Under a constant load of interest traffic (where each interest is for a unique name), NFD's performance degrades to the point where it can no longer keep up with the incoming interest traffic.
Interests then start building up in the socket buffer and eventually interests start getting dropped at the socket layer.
This occurs even with a total load as low as 100 interests/sec.

Using 9 ONL hosts:

1 of the hosts is a central router
4 of the hosts are servers running ndn-traffic-server to serve content
4 of the hosts are clients running ndn-traffic to generate interests.
All the clients use the central router to get to the servers.

Each client sending a constant load of 100 Interests/sec. Total load is 400 Interests/sec on the router node. The router keeps up for about 1 minute.

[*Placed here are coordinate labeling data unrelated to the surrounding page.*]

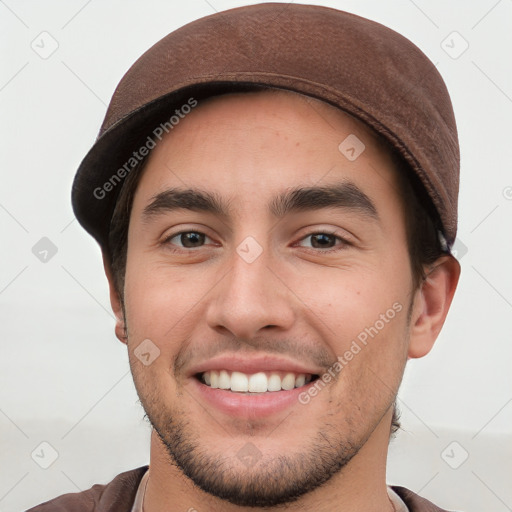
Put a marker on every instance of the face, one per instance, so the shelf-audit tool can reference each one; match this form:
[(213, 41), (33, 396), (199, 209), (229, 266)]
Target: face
[(268, 279)]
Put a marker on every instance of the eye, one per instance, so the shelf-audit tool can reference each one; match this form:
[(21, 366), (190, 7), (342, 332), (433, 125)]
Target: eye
[(326, 241), (187, 239)]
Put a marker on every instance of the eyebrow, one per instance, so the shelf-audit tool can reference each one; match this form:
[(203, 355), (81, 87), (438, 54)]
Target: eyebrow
[(344, 195)]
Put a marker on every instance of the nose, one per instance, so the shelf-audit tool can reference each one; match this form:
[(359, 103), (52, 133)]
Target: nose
[(250, 298)]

Then its performance starts tailing off.

With total of 200 Interests/sec, the router lasts for about 3 minutes before tailing off.

With total of 100 Interests/sec, the router lasts for about 9 minutes before tailing off.

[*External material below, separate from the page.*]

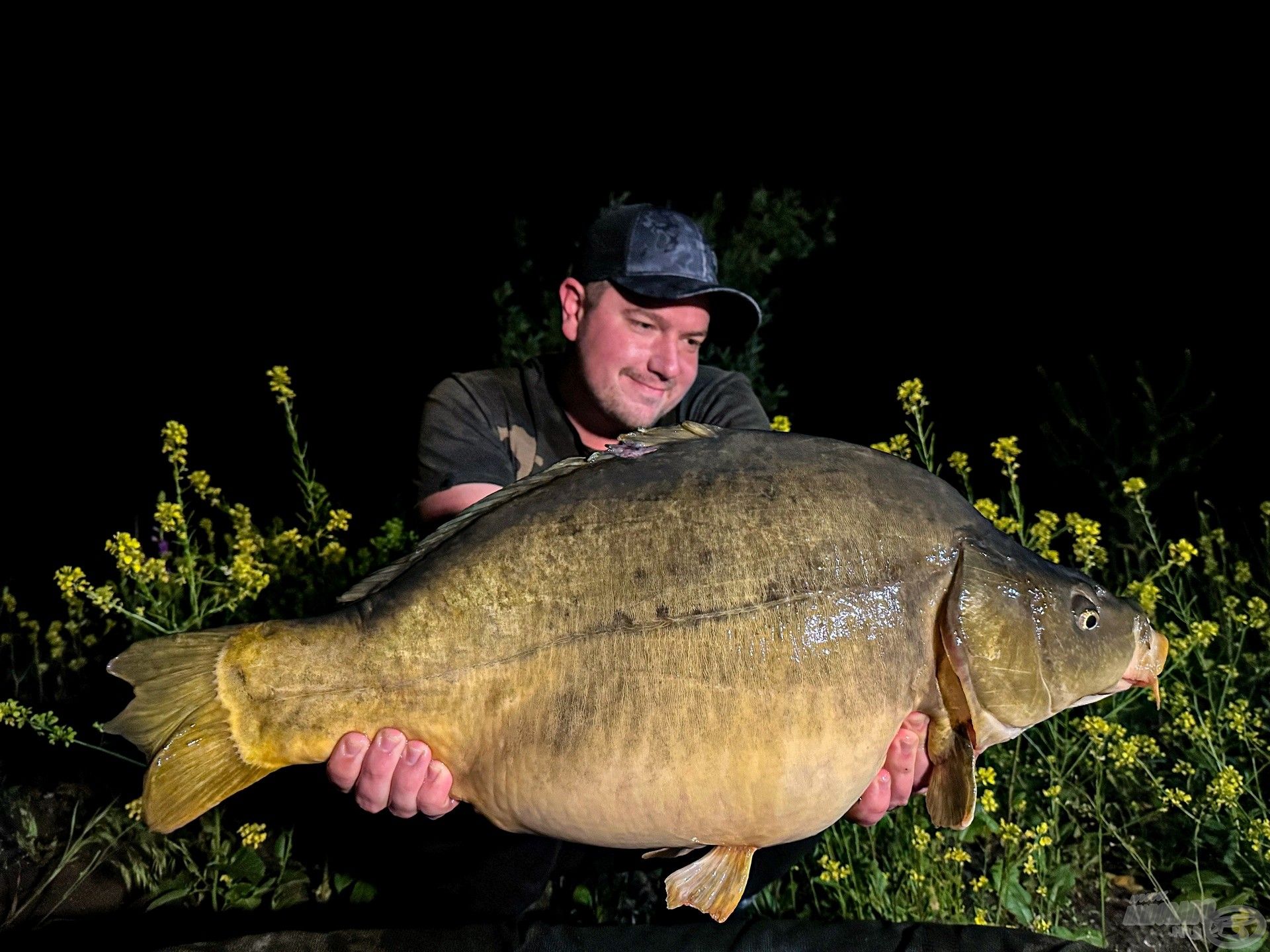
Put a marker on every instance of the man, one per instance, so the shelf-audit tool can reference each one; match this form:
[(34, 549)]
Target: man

The above is using UDP faces.

Files

Archive.zip (14.3 KB) Archive.zip

Ilya Moiseenko, 04/05/2014 03:13 PM

Actions

Copy link

Updated by Junxiao Shi over 11 years ago

Category set to Tables
Assignee set to Ilya Moiseenko

From John DeHart:

Our theory is that as the content store grows something is taking
longer and longer to process interests or content.

If we set the content store nMaxpackets=10000 in cs.hpp we do not see any performance degradation even after several minutes.

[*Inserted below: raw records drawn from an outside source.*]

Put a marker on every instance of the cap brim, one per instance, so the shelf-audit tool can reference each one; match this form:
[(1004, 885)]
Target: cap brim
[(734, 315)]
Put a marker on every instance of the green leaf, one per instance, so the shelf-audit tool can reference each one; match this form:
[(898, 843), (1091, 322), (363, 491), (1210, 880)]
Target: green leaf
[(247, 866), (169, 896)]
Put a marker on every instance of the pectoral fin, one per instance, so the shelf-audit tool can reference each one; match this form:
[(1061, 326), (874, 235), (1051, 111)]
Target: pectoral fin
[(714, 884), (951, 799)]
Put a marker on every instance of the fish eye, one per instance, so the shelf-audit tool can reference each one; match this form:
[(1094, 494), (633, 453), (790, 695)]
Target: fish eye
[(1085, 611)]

This means CS match algorithm needs improvement, because it's the only module that is affected by number of stored packets.

Actions

Copy link

Updated by Ilya Moiseenko over 11 years ago

I'll take a look. It could be cache cleanup.

Actions

Copy link

Updated by Ilya Moiseenko over 11 years ago

I've submitted a commit http://gerrit.named-data.net/612 which disables cache cleanup based on content staleness. It uses priority queue and I think this is the source of the problems. So without it, cache replacement will be pure LRU.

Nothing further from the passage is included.